En nuestra cavidad nasal hay alrededor de 40 millones de receptores de neuronas olfativas esperando atrapar diferentes olores para enviarlos al bulbo olfatorio. Los ORN individuales tienen un ciclo de aproximadamente 40 días. Por lo tanto, se produce una renovación constante de nuevas células en el conducto nasal.

2. Bulbo olfativo:

Como intermediario entre la nariz y el cerebro, transfiere para siempre la información del olor, lo que le ayuda a distinguir los olores clave de otros olores que se producen al mismo tiempo. Por lo tanto, es una parte indispensable de nuestro instinto de supervivencia como humanos, ya que nos ayuda a obtener alimentos comestibles y nos permite detectar esos olores fantasmales de perros.

3. Cavidad nasal:

Una gran parte no tiene absolutamente nada que ver con el olor. Su función principal es purificar el aire que respiramos antes de que llegue a nuestros pulmones. Por lo tanto, es la humedad en la cavidad nasal la que disuelve las partículas de olor en forma líquida para que las neuronas olfativas puedan detectarlas.

4. El sistema límbico:

Mucho antes de que podamos hablar, desarrollamos este conjunto de estructuras como niños. Es un banco de memoria emocional, que almacena toda nuestra felicidad, tristeza, miedo, placer e ira, asignando sentimientos a diferentes estímulos. Y dado que el olor puede aprovechar directamente el sistema límbico, puede evocar cierta emoción de nuestro pasado sin nuestro permiso.

Impacto mental

Nuestro sentido del olfato es el único sentido que está conectado directamente al sistema límbico, nuestro centro de control emocional. Sin embargo, otros sentidos, como el tacto o la vista, requieren mucha "decodificación" antes de que puedan entenderse y provocar una respuesta. Esta conexión directa significa que las fragancias tienen la capacidad única de aprovechar nuestros recuerdos y afectar involuntariamente nuestros estados de ánimo, pensamientos, emociones e incluso nuestro rendimiento mental.
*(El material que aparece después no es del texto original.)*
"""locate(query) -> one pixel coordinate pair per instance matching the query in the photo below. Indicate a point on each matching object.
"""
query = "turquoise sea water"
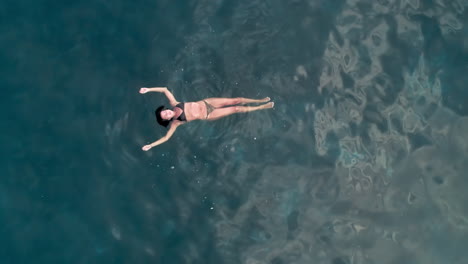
(363, 159)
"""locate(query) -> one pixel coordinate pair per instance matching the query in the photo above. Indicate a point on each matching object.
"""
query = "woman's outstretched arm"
(164, 90)
(169, 134)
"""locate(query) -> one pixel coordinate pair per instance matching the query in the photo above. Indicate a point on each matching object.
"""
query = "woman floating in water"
(207, 109)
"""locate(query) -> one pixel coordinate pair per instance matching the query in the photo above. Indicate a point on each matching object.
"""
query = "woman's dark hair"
(161, 121)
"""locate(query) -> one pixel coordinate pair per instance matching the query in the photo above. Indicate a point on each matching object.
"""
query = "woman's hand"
(146, 147)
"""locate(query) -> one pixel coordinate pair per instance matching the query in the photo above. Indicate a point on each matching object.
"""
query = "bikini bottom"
(209, 109)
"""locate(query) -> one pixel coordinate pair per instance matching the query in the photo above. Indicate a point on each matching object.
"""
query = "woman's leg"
(220, 102)
(222, 112)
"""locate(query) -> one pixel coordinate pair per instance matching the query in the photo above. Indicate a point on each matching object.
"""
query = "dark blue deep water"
(363, 159)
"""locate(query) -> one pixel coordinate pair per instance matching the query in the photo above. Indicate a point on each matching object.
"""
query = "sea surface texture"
(363, 159)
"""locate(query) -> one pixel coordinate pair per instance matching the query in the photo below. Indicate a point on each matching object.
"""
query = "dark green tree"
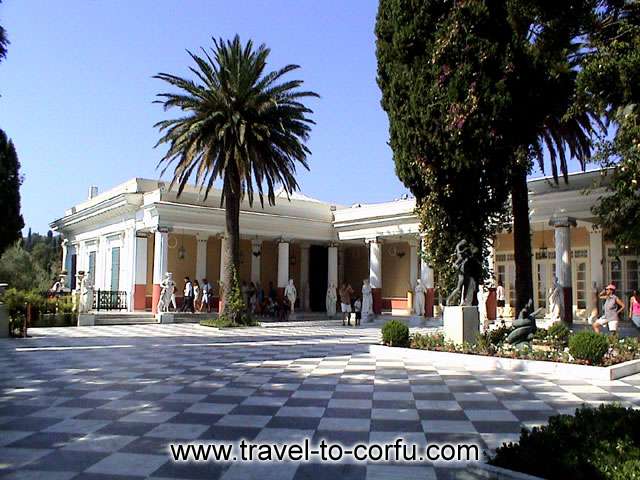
(475, 91)
(237, 124)
(609, 83)
(10, 181)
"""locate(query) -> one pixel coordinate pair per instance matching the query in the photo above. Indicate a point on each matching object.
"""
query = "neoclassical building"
(129, 236)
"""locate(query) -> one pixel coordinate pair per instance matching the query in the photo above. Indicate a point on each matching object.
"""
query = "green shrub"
(235, 309)
(395, 334)
(588, 346)
(559, 332)
(499, 335)
(596, 444)
(434, 341)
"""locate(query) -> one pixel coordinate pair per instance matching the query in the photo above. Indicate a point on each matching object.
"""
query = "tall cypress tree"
(10, 181)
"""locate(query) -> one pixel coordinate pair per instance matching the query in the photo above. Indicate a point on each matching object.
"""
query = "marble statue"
(482, 308)
(86, 294)
(468, 273)
(291, 293)
(332, 298)
(168, 293)
(367, 300)
(525, 325)
(418, 298)
(556, 302)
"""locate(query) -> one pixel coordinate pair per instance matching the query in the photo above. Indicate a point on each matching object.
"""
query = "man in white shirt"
(187, 299)
(500, 299)
(206, 295)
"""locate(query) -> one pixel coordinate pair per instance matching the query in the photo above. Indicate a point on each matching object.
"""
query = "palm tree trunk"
(232, 240)
(521, 238)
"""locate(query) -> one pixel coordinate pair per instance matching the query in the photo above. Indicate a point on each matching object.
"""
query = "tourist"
(345, 302)
(244, 290)
(196, 295)
(634, 309)
(357, 307)
(207, 291)
(613, 307)
(187, 299)
(252, 297)
(500, 299)
(273, 295)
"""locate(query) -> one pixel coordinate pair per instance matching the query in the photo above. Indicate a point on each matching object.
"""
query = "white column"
(201, 256)
(413, 263)
(426, 272)
(283, 263)
(256, 254)
(375, 263)
(65, 253)
(160, 256)
(563, 248)
(304, 277)
(596, 266)
(562, 225)
(597, 259)
(332, 265)
(160, 263)
(140, 268)
(223, 249)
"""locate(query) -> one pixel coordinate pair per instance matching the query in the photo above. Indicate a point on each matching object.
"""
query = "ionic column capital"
(562, 221)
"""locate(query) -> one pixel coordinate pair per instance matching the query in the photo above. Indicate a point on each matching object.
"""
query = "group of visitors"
(349, 304)
(266, 304)
(613, 308)
(196, 297)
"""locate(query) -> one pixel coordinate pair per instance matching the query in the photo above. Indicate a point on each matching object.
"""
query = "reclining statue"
(525, 325)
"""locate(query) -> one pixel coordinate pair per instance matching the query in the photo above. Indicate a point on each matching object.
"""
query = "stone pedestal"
(430, 296)
(86, 319)
(461, 324)
(4, 321)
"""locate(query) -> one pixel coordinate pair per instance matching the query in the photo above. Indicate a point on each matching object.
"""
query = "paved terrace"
(104, 402)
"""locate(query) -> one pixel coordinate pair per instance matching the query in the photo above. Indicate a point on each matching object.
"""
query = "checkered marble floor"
(104, 402)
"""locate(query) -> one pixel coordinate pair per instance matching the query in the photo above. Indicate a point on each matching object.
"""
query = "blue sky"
(76, 90)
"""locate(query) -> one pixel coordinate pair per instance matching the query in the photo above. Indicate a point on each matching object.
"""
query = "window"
(115, 268)
(92, 267)
(581, 285)
(632, 276)
(541, 280)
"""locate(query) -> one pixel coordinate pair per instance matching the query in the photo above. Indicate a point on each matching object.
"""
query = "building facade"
(128, 237)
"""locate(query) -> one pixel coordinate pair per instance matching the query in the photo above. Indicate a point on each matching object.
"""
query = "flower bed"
(545, 347)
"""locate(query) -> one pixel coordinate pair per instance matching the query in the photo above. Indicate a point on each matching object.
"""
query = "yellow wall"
(186, 266)
(579, 239)
(396, 258)
(213, 262)
(356, 266)
(269, 265)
Por ejemplo, si las coles de Bruselas causaron un accidente gástrico inoportuno en la mesa de la cena de Navidad cuando tenías cinco años, es probable que el simple olor de la verdura te haga sentir mareado como adulto.

MEMORIA

¿Alguna vez has notado cómo la más mínima fragancia de la fragancia de tu primer amor puede recordar al instante recuerdos vívidos de tu pasado "olvidado"? Con un 'banco de memoria' de entre 2000 y 4000 aromas en cualquier ser humano, es notablemente simple aprovechar la memoria involuntaria de uno con un aroma simple y dar vida a la imagen de esa jezabel que te dejó con el corazón roto cuando tenías trece años. .

El efecto "mágico" de la fragancia en su subconsciente se debe al hecho de que el bulbo olfativo está muy cerca del sistema límbico, donde se almacenan todos nuestros recuerdos, buenos, malos y feos.